Kinetic Image Juror's Statement

Curating the Kinetic:
Form, Medium, and Audience

When the Target Gallery approached me to curate the Kinetic Image exhibition, I readily accepted, but also realized that I was suddenly in a bit of a conundrum. My curatorial work has focused primarily on New Media audiences, and this presented a number of questions. Given my usual engagement in computational and technological art that often has a limited audience, how can I curate a show that is challenging as well as playful? Also, what is a "kinetic image", given that kinetic art has been around for a very long time? And lastly, what is the nature of motion-based arts, and how is the idea of motion so inspirational to the human animal that it inspires us to create kinetic works? These are enormous questions; larger than I can answer in these few paragraphs, but I will try to add a few thoughts that I will hope will be completed by the exhibition itself.

When I think of the "kinetic image" as a curator, I turn to Laslo-Moholy-Magy's seminal sculpture Light Space Modulator (1930), and Duchamp's Nude Descending a Staircase as starting points for considering the nature of the kinetic in art. This first of these is one of the first and relatively few cases of a work that incorporates the kinetic, the sculptural, and light to create an "environment" as artwork, paving the way for installation and performance art. The Modulator rotates slowly, light glinting off its metallic components, and also throwing light off into space, creating compositions throughout the room where it is installed. The piece has a multifaceted nature of sculpture, kinetic work, and light composition that still represents a remarkable integration of motion and space in time. The remarkable thing about Moholy-Nagy's piece is that it still influences contemporary works, like Rafael Lozano-Hemmer's "Vectoral Elevations: Relational Architectures 4" where online viewers could control an array of searchlights in a public space. Although this vastly expands the metaphor of time, light and space, it still reminds one of the environmental quality of the Moholy-Nagy piece.

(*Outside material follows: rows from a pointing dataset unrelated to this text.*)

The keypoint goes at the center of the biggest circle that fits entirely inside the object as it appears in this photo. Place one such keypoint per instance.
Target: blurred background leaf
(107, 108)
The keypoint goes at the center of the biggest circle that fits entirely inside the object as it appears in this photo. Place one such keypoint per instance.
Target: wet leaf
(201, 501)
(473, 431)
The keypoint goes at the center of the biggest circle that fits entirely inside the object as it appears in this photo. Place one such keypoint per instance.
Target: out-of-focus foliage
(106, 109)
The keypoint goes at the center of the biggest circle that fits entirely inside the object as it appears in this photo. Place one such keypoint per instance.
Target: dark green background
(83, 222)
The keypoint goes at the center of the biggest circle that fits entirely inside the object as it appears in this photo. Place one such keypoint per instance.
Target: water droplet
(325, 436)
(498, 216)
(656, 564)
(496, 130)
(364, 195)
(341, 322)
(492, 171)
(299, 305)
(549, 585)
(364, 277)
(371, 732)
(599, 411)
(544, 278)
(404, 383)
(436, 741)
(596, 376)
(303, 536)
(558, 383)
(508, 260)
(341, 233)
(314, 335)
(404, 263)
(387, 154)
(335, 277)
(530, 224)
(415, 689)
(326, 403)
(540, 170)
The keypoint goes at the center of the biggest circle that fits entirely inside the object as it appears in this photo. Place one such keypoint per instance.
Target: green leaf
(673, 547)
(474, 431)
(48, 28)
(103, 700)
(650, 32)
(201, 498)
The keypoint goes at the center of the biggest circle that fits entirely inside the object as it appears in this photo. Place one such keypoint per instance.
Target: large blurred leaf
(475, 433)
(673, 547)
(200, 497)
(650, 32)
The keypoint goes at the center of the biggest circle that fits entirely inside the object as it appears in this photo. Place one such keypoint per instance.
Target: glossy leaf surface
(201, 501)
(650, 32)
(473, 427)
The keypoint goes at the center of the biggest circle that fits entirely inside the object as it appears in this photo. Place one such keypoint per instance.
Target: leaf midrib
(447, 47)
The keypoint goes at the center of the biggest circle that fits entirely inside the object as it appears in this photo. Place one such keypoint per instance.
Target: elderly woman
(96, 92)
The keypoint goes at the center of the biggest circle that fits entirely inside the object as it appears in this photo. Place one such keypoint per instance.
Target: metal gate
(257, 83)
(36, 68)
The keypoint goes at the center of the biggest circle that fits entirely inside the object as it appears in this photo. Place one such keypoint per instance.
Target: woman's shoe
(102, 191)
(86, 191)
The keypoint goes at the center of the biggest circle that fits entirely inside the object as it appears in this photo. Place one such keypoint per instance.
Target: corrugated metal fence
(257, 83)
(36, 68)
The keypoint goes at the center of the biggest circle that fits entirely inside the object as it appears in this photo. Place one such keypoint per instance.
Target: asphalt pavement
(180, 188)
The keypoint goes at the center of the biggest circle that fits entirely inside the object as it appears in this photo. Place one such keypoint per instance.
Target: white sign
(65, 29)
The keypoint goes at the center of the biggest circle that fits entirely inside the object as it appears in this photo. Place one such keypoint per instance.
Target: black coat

The other painting, Duchamp's Nude Descending a Staircase is a good metaphor for my dialogue with the Target Gallery in considering the nature of the kinetic in art. Nude, controversial in its time for being called an "explosion in a shingle factory" when it was shown in the Armory Show, challenged the understanding of motion in art. Following from the work of Cubism and the photographic work of Edweard Muybridge and Jules-Etienne Marey, Nude smashed serial time onto a plane. Motion was dissected like Marey's photography, with its stop-motion frames, smearing moments across the plane. For me however, the key point is that for Duchamp's time, Nude took the radical developments in perception of the recent past and translated them through use of the painting to that moment. I feel that with the advent of digital mass culture, artists and audiences are straining to negotiate and translate new forms into their lexicons, much like Duchamp and Marey in their time. In this way, I sought to include computational works, more traditional works, and even consider painting and print that engage the concept of time and motion through different cultural lenses. In this way the Kinetic image would become a site of translation between artistic traditions, cultures, and technological eras.

Working within a conceptual framework while seeking to stretch its definitions is the challenge and conundrum of the curator. For this exhibition, there were a couple hundred entries of all forms, from painting to web-driven New Media. There is a responsibility to tradition while investigating new forms, as well as simultaneously inviting and challenging the audience. One entry was a painting from Ukraine that obviously traced its lineage to Duchamp, but even though it was a contested piece, I feel that it challenged me, and the people at the Target Gallery what our perceptions of what constitutes a "kinetic" quality. Through our conversation around the works, I sought to put together a body of artworks that went beyond video, and acknowledged a spectrum of content that paid homage to historical notions of motion arts as well as new digital forms. It is in this spirit I offer these works, and hope that you find that they constitute as broad and rich of a conversation regarding kinetic art as I do.